Teens get to meet our staff in relaxed, welcoming environments. Children associate Phelps with fun, encouragement, and positive experiences. Families learn who we are long before they need one of our programs. Those early connections build trust. By the time a family walks through our doors for tutoring, the Youth Club, or another service, they're often greeted by familiar faces rather than unfamiliar ones. We hope every interaction leaves families thinking, "These are people who genuinely care about our community."

Showing Young People They Matter
Every event also sends an important message to local youth.
When a community invests its time, energy, and resources into creating opportunities for young people, it tells them something powerful:
You belong here. You matter. You're worth investing in.
That message has a lasting impact. It helps young people see their hometown as a place where they are valued, encouraged, and capable of making a difference.
Creating Opportunities for Youth Leadership
Community events don't just serve young people, they're often shaped by them.
Many of our youth help organize activities, volunteer their time, welcome participants, and solve problems alongside our staff. They develop confidence, teamwork, leadership, and communication skills while seeing firsthand the impact they can have on others.
Those experiences often spark something bigger. Today's volunteer becomes tomorrow's committee member, coach, mentor, or community leader.
When young people are given meaningful opportunities to contribute, they begin to see themselves as active builders of their community rather than simply participants in it.
Connecting a Whole Community
One of the things we love most about community events is their ability to bring together people who might never otherwise cross paths.
Children, teenagers, parents, grandparents, volunteers, local businesses, schools, municipalities, and community organizations all find themselves sharing the same space, working toward the same goal, and celebrating together.
In a border community like ours, these events also create opportunities for English- and French-speaking families, newcomers and lifelong residents, and people of all ages to build relationships across everyday boundaries.
Those seemingly small interactions strengthen the social fabric of our community.

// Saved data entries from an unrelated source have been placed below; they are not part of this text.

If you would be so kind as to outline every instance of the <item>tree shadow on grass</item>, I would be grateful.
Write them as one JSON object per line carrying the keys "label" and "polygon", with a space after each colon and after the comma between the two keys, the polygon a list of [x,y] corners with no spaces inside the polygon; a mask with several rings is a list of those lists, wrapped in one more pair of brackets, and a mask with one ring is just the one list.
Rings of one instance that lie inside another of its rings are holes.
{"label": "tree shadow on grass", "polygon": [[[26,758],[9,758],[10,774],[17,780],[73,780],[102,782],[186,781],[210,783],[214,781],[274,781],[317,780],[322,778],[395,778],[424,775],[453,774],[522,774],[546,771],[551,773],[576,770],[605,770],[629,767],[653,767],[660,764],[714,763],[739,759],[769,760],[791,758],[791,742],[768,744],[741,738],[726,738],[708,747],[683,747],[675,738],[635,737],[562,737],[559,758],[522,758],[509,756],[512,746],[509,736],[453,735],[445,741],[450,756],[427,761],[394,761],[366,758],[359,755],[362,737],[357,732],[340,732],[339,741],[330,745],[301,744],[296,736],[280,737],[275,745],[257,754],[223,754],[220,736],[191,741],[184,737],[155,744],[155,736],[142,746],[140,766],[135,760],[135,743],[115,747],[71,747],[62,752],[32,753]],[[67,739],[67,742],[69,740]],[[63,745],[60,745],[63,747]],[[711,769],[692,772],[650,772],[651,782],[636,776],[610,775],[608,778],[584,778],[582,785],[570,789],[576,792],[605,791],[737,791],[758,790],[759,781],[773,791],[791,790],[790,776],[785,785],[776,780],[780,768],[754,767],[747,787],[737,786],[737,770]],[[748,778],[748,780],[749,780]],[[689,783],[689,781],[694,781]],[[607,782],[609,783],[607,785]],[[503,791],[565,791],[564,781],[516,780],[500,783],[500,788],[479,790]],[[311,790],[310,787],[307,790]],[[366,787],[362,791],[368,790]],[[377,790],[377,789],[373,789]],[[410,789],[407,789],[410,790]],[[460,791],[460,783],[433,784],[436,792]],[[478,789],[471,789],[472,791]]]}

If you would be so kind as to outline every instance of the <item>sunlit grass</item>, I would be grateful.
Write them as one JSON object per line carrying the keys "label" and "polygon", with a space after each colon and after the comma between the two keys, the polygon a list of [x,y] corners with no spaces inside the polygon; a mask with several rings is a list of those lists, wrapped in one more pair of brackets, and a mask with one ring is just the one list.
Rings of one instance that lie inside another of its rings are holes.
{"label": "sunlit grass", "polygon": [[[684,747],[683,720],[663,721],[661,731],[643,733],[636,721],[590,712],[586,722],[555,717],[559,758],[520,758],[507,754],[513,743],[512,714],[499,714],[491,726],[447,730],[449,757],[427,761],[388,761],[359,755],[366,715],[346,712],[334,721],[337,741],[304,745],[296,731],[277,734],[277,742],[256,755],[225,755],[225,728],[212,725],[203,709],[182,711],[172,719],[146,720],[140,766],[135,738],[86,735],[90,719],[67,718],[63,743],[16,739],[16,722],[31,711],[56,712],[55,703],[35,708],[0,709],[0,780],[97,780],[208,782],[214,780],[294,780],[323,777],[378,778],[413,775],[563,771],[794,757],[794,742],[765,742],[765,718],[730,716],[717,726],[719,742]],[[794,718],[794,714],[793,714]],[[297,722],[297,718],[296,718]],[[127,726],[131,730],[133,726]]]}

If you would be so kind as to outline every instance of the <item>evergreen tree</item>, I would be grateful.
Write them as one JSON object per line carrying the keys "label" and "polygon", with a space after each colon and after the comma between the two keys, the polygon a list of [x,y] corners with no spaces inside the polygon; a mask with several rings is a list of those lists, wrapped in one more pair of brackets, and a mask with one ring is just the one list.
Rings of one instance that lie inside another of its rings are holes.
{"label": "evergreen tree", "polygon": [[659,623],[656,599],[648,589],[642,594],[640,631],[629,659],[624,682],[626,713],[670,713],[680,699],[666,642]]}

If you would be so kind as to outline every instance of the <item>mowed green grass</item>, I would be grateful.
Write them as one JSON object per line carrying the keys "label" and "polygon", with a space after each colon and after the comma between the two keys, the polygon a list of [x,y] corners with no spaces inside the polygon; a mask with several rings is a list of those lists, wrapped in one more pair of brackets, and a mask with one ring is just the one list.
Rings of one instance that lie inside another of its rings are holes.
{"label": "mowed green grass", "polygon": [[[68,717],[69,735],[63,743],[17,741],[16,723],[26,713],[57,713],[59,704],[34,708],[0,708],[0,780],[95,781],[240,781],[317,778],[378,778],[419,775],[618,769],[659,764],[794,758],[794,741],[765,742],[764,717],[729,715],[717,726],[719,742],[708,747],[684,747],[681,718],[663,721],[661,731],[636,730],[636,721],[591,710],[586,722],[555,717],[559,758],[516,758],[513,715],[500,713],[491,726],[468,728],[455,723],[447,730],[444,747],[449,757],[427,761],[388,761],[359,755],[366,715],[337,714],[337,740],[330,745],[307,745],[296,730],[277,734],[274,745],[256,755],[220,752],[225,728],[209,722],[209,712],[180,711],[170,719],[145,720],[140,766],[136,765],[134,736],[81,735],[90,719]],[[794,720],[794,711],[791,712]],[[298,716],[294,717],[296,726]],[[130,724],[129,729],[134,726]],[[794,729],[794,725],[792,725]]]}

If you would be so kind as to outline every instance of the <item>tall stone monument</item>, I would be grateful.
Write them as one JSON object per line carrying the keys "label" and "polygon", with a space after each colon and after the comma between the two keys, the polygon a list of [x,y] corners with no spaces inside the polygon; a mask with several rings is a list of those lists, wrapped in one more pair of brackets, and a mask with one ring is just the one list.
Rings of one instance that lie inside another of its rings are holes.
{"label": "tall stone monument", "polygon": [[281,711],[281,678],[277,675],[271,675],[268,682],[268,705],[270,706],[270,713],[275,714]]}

Helping Our Staff Become Part of the Community
Community connection works both ways.
Our staff don't just work in Stanstead—they become active members of the community.
Whether they're coaching a game, serving food, organizing activities, running a literacy booth, or simply chatting with families, they're building authentic relationships outside the walls of our building.
That visibility creates trust. It reminds young people that caring adults exist throughout the community, not just inside an office or program, and it allows families to get to know the people behind Phelps in genuine, everyday moments.

Strengthening the Community Together
None of this happens alone.
Every successful event is made possible through partnerships with volunteers, local businesses, schools, municipalities, service clubs, sponsors, and countless community members who generously give their time and support.
Each collaboration strengthens the relationships that make Stanstead such a special place to live. It reminds us that when organizations work together instead of separately, everyone benefits... especially young people.
More Than a Day of Fun
At the end of the day, the games end, the tents come down, and everyone goes home.
But what remains are the relationships that were formed.
A child who now feels they belong.
A parent who knows where to turn.
A teenager who discovered they have something meaningful to contribute.
A volunteer who found a new way to give back.
A staff member who became a familiar face.
A local business that forged a new partnership.
A community that feels just a little more connected than it did the day before.
These are the lasting outcomes of community events.
They're not simply days on a calendar. They're opportunities to invest in belonging, trust, leadership, collaboration, and hope.
Because when young people feel connected to their community, and when a community comes together to invest in its young people, everyone grows stronger.